Lack of Association Between Helicobacter pylori Infection and Immmunoproliferative Small Intestinal Disease

 

R. Malekzadeh MD,* M.J. Kaviani MD,** S.Z. Tabei MD,** B. Abdolhadi MD,**

M. Haghshenas MD,** F. Navab, MD***

*Digestive Disease Research Center, Shariati Hospital, Tehran University of Medical Sciences, Tehran, **Departments of Medicine and Pathology, Shiraz University of Medical Sciences, Shiraz, Iran and ***Department of Gastroenterology of Baystate Medical Center Springfield MA, U.S.A.

  • Abstract

    Background-To determine if there is an association between immunoproliferative small intestinal disease and Helicobacter pylori infection.

    Methods-This is a retrospective study of 66 cases of immunoproliferative small intestinal disease in whom 21 had endoscopic biopsies of the stomach, compared with 42 patients with non-ulcer dyspepsia. Biopsies from the antrum and fundus were assessed for presence of H. pylori by histology.

    Results-Chronic active gastritis was found in 8 (38%) of patients with immunoproliferative small intestinal disease and 35 (83%) of patients with non-ulcer dyspepsia. H. pylori infection was found in 6 (29%) of patients with immunoproliferative small intestinal disease compared with 33 (79%) of patients with non-ulcer dyspepsia.

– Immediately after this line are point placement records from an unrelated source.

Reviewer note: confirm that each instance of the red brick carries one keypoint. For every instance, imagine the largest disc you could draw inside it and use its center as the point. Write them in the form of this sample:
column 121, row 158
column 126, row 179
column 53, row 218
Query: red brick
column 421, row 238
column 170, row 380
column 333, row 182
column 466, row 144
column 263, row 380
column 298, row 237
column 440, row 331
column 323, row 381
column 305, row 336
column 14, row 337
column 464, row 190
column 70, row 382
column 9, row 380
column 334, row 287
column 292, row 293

    Conclusions-In this patient population we failed to find an association between H. pylori infection and immunoproliferative small intestinal disease.

    •
  • Keywords ? Helicobacter pylori ? immmunoproliferative small intestinal disease (IPSID)
    •

    Introduction

    It is recognized that infectious etiologies may play an important role in certain lymphoid malignancies.1 Thus, bacterial causes have been incriminated in mucosa-associated lymphoid tissue (MALT) lymphoma and immunoproliferative small intestinal disease (IPSID), and treatment with oral antibiotics in their early stages has been shown to reverse the clinical and pathologic findings.2 Epidemiologic studies have linked infection with H. pylori and MALT lymphoma,3 and regression of low-grade MALT has been described following eradication of this organism.4 Regression has also been reported after antibiotic therapy in early stages of IPSID, and some authorities have suggested that IPSID is a variant of low-grade MALT.5,6 It was therefore of interest to determine if an association is present between IPSID and H. pylori infection in our population.

    Methods

    The medical records and pathologic material from patients admitted to the University Hospital in Shiraz for assessment and treatment of IPSID and primary small intestinal lymphoma, between 1971 and 1995 were reviewed retrospectively. In the total patient population of 116 patients with a discharge diagnosis of IPSID and primary small intestinal lymphoma, 94 cases had completed medical records for review. The pathologic slides of these cases were reassessed; 28 cases had poor histologic material for adequate interpretation and were excluded, leaving 66 cases of IPSID for review. Fifty-three patients (80%) had laparotomy for staging, and mesenteric lymph node involvement was present in 29 (55%). Staging was performed according to Galian, et al.,8 with stage A: lymphoplasmacytic infiltrate confined to the mucosa and mesenteric lymph nodes, stage B: nodular mucosal infiltrates extending below the muscularis mucosae, and stage C: high-grade lymphoma. Six patients (9.1%) had stage A disease, 36 (54.5%) had stage B, and 24 (36.4%) had stage C. Other sites involved with lymphoma included the colon in two (3%), the brain in two (3%), and the ovaries in one (1.5%) patient. In 66 patients, 21 had endoscopic gastric biopsies, with at least two biopsies, stained with hematoxylin and eosin, from the antrum, and two from the fundus.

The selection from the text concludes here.